Memilih kades memang membingungkan. Seperti kebingungan saat harus memilih antara dia atau menantimu. Iya, menantimu berani ngomong sama aku.
Kabupaten Bojonegoro bakal melaksanakan pilkades serentak pada 19 Februari mendatang. Hirukpikuk suasana pilkades sudah terasa. Perbincangan di tengah masyarakat mulai ramai.
Banyak pendukung fanatik terhadap calonnya, dan mengkritisi calon lain yang dianggap tidak layak. Mereka menganggap calonnya adalah sosok sempurna. Sampai tak sadar kalau kesempurnaan hanya milik Tuhan.
Nabs, siapapun yang sudah memenuhi syarat, wajib memilih calon kepala desa lho ya. Jangan sampai, hanya karena kamu belum bisa memilih pasangan hidup, lantas kamu juga malas memilih kepala desa ~
Milih calon pemimpin itu mirip milih jodoh. Selain amanah, juga harus punya keberanian dan rasa percaya diri. Jangan cuma dia yang beraninya lewat chat aja, tapi pas ketemu nggak berani ngomong, alih-alih menyapa. Huft.
Memilih calon kades memang membingungkan. Seperti kebingungan saat harus memilih dia atau menantimu. Iya, menantimu berani ngomong sama akuuh ~
Maka dari itu, kenali setiap kandidat dari cara mereka bermasyarakat sekaligus kenali visi dan misinya. Siapapun yang akan terpilih nanti, toleransi tetap diprioritaskan dan menjadi pondasi.
Jangan hanya karena beda pilihan membuat hubungan tidak harmonis sesama masyarakat. Kayak seperti: jangan hanya karena nggak diperhatiin berarti cintamu ditolak, nggak. Bisa jadi kamu diperhatiin dengan cara yang lain.
Menentukan pilihan memang sulit. Seperti halnya menentukan pasangan hidup. Tidak sembarang orang bisa layak dipilih. Sebab, yang paling tidak meragukanlah yang layak untuk dipilih.
Meski sulit dan pasti melewati fase galau-galauan terlebih dahulu, yang namanya pilihan ya harus dipilih. Kan nggak mungkin milih dia dan kamu sekaligus. Kan harus milih satu. Biar satu visi dan misi menuju masa depan. Hehe
Teman-teman yang baik, pilkades mengajarkan kita agar tidak baper kalau ternyata realita nggak sesuai dengan ekspektasi. Karena kebanyakan, mereka yang terpilih, biasanya bakal melupakan janji-janji manis selama berpacaran berkampanye.

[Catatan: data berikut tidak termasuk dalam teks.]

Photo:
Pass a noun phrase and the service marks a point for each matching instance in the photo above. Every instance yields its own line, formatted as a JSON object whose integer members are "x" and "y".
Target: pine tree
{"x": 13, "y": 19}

Maka dari itu, ta’aruf pada calon kepala desa juga penting agar tidak menyesal dalam mengambil sebuah pilihan. Jadi, nggak cuma si dia aja yang harus dita’arufi, tapi juga calon kepala desa. Tentu dengan cara yang berbeda.
Lalu, bagaimana calon yang tidak terpilih? Ya harus menelan pahitnya rasa kecewa sekaligus belajar merela. Kayak pas si dia nggak milih kamu, tapi lebih milih orang lain.
Dalam kompetisi, memang harus ada yang terpilih dan ada yang tidak terpilih. Ibaratnya begini, kamu sudah berusaha mendekati orang yang kamu suka, tapi ternyata orang lain yang mendapatkannya. Terus mau apa?
Sebesar apapun usaha yang dilakukan, kalau ternyata bukan kamu yang diharapkan, memangnya apa yang bisa kita lakukan, selain mengikhlaskan.
Menang ora umuk kalah ora ngamuk. Menurut saya, prinsip itu perlu diimplementasikan kandidat kepala desa. Calon yang menang tidak perlu melakukan selebrasi terlalu berlebihan, sampai menggelar acara pesta-pora dan sebagainya.
Sementara bagi yang kalah, harus tetap berlapang dada menerima kekalahan.Tidak perlu mencari kesalahan orang lain, dan bisa lebih berintrospeksi diri.
Meski beda pilihan, semua harus tetap guyub rukun dan bareng bareng. Jangan sampai pilkades memecah belah kerukunan masyararakat. Pilihan boleh beda, tapi kerukunan antar warga harus tetap dijaga.
Perbedaan pilihan pada calon kepala desa, merupakan bentuk demokrasi yang ada. Warga harus pandai menyikapi perbedaan universal dalam politik untuk tujuan kesejahteraan bersama.
Fanida Nuruz Zahro’ adalah mahasiswi penyabar yang sabar menuntut ilmu dan sabar menanti cinta sejati.